Peter MacCallum Cancer Centre, East Melbourne, Victoria, Australia.
Br J Cancer. 2010 Apr 13;102(8):1219-23. doi: 10.1038/sj.bjc.6605635. Epub 2010 Apr 6.
Mutations in KIT are more frequent in specific melanoma subtypes, and response to KIT inhibition is likely to depend on the identified mutation.
A total of 32 patients with metastatic acral or mucosal melanoma were screened for mutations in KIT exons 11, 13 and 17.
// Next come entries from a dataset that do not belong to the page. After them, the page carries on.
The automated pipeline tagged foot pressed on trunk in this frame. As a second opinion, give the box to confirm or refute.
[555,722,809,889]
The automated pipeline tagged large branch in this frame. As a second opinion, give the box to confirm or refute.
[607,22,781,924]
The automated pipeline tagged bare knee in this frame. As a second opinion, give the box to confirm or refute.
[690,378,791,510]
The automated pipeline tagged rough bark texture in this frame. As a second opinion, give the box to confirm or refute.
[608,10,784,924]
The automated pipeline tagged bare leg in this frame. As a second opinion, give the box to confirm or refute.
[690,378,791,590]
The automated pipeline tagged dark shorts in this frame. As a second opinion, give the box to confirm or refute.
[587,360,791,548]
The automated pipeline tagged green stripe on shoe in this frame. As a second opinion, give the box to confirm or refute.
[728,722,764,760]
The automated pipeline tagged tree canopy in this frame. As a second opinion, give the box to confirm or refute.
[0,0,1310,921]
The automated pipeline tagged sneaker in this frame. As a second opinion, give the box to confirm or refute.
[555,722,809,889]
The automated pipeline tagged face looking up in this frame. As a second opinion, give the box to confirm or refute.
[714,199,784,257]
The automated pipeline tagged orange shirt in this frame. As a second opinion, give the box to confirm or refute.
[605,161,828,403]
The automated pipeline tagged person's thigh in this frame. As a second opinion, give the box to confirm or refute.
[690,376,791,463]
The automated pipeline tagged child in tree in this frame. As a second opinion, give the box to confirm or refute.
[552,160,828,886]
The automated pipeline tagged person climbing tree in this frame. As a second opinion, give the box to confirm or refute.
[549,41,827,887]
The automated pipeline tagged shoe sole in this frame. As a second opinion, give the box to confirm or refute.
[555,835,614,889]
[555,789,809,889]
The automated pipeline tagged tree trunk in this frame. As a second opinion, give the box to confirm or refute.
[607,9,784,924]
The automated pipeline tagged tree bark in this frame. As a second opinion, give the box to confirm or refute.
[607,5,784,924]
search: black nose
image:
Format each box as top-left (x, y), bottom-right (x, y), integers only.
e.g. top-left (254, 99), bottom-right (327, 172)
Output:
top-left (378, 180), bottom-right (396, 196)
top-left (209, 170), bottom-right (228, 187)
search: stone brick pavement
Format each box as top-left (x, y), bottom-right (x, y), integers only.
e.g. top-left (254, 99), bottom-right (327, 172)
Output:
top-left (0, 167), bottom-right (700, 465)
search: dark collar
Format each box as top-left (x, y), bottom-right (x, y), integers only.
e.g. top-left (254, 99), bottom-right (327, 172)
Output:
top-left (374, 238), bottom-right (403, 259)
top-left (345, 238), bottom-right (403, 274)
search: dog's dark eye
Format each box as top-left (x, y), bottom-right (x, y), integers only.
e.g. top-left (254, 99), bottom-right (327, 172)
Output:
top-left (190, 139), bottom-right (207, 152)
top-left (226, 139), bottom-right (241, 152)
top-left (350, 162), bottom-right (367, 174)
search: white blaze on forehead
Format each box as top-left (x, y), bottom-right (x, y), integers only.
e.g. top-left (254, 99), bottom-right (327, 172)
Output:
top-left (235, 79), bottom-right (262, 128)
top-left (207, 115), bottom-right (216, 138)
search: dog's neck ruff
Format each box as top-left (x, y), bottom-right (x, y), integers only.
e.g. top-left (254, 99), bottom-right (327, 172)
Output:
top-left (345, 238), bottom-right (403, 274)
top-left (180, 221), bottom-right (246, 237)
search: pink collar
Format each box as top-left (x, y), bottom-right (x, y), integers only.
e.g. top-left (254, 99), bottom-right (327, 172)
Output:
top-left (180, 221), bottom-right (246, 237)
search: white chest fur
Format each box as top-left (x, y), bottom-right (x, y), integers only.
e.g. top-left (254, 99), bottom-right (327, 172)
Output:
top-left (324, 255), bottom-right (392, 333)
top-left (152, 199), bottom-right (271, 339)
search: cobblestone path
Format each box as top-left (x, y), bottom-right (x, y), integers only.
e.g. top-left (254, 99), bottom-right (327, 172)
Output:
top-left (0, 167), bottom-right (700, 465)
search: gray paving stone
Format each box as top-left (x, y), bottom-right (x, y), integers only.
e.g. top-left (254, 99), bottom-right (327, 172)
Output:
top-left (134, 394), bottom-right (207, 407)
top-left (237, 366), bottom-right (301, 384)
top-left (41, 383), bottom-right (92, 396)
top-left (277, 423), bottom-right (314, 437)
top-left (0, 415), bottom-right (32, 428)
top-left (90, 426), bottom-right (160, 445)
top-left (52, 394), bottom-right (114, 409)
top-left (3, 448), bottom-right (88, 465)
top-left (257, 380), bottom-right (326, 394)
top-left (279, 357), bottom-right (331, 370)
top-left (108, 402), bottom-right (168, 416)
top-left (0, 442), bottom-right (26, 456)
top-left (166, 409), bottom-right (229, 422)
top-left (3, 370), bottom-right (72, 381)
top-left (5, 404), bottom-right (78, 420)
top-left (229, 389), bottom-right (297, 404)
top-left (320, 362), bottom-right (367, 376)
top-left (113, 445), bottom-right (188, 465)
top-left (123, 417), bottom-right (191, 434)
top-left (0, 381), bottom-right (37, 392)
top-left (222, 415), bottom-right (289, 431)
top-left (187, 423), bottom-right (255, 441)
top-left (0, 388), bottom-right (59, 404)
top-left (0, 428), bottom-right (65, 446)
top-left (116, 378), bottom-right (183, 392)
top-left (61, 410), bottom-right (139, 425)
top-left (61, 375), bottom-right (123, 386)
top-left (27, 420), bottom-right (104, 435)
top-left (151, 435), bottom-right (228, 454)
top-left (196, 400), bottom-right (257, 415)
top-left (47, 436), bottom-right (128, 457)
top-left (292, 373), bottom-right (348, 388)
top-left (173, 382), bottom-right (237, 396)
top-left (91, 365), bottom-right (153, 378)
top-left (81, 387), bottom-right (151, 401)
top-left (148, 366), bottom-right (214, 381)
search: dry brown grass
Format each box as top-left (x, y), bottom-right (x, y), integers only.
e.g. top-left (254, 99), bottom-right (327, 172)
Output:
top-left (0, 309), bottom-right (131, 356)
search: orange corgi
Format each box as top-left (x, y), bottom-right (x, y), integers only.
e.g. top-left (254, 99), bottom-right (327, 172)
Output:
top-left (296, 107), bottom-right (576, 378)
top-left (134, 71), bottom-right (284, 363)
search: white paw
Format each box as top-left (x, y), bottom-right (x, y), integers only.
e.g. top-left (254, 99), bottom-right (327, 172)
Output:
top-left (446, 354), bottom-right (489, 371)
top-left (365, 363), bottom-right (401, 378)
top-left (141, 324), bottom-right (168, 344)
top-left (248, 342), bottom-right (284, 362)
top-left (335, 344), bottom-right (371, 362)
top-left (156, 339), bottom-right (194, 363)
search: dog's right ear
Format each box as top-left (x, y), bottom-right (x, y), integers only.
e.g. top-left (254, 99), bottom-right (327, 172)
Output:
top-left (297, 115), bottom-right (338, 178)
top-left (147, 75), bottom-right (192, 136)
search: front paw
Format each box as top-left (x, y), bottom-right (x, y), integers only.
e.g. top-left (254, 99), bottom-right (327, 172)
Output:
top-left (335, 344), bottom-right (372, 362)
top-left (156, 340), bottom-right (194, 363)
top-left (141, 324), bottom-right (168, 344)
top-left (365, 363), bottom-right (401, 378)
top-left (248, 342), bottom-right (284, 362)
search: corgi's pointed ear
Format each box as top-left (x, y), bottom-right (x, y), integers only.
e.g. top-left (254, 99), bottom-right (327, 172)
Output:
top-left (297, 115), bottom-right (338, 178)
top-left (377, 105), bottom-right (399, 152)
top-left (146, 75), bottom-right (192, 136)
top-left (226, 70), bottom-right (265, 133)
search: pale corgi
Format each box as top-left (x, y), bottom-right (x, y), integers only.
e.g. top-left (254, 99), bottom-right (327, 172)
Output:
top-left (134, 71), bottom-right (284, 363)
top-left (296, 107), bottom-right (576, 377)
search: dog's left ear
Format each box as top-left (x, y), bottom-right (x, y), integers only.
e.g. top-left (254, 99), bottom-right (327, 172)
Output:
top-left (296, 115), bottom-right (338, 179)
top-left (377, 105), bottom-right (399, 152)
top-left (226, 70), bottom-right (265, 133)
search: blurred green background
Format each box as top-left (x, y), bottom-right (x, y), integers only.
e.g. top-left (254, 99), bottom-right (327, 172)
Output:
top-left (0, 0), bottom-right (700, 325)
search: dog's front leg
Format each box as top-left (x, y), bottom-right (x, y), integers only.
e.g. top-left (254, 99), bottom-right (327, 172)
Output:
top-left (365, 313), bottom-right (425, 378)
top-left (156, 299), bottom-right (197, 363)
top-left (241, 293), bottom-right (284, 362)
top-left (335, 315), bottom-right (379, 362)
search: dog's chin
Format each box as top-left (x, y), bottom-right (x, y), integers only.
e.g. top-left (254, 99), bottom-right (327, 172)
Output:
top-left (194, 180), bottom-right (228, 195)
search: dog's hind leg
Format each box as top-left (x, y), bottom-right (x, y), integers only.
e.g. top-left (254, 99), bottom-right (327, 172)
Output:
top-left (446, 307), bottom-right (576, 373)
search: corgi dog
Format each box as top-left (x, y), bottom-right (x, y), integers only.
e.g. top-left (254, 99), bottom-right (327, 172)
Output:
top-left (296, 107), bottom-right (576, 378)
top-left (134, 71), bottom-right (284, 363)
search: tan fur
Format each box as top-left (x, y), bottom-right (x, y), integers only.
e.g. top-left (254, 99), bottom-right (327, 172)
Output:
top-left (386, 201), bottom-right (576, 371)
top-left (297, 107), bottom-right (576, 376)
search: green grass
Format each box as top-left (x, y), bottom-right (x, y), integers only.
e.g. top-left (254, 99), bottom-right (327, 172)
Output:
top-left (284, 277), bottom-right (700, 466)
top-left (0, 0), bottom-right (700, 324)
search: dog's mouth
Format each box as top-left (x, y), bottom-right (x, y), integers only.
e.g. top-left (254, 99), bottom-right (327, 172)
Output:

KIT mutations were found in 38% of mucosal and in 6% of acral melanomas. Three patients were treated with imatinib and one with sorafenib. All four patients responded to treatment, but three have since progressed within the brain.
The observed clinical responses support further investigation of KIT inhibitors in metastatic melanoma, selected according to KIT mutation status.
KIT 突变在某些特定的黑色素瘤亚型中更为常见,而对 KIT 抑制的反应可能取决于所鉴定的突变。
共对 32 例转移性肢端或黏膜黑色素瘤患者的 KIT 外显子 11、13 和 17 进行了突变筛查。
黏膜黑色素瘤中 KIT 突变的发生率为 38%,肢端黑色素瘤为 6%。有 3 例患者接受了伊马替尼治疗,1 例接受了索拉非尼治疗。这 4 例患者均对治疗有反应,但其中 3 例随后在脑部进展。
观察到的临床反应支持进一步研究根据 KIT 突变状态选择的 KIT 抑制剂在转移性黑色素瘤中的应用。